The UK has one of the most persistently volatile housing markets. We must avoid reckless lending and ensure an adequate supply of housing

1 comment

Estimated reading time: 5 minutes

Blog Admin

April 2nd, 2012

The UK has one of the most persistently volatile housing markets. We must avoid reckless lending and ensure an adequate supply of housing

1 comment

Estimated reading time: 5 minutes

Reckless mortgage lending drove up house prices in the UK, leading to an asset bubble that eventually burst. Nicola Hughes argues that we need a more  stable and sustainable mortgage market, as well as an increase in the number of homes.

House price rise shock! House prices plummet! Boom and bust! Housing market bounces back! Housing market on its knees! It’s true that the tabloid obsession with house prices can be a little contradictory and a little dramatic, but it does hint at an underlying truth: the UK has one of the most persistently volatile housing markets of advanced economies.
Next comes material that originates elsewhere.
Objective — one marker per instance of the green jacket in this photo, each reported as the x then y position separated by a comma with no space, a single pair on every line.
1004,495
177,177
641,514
Our housing market is of central importance to the wider economy; a huge proportion of our GDP is wrapped up in mortgage debt.

Why is the housing market so up and down – and what are the consequences? Shelter has tried to explain one aspect, mortgage credit, in our new animated video.

What the video shows is that bigger, riskier mortgages can push up the cost of housing, without necessarily benefiting first time buyers. The contraction of the mortgage market since the financial crisis has been well documented and there’s now a serious debate to be had about whether we’re entering into the ‘new normal’, as David Miles suggests.

Critics of mortgage market reform may argue that current market sluggishness means that now is no time to be regulating further. But surely the job of the regulator is to future proof markets and to work towards more stability over the long term. Studies repeatedly show that countries with poorly regulated credit markets are more vulnerable to market volatility.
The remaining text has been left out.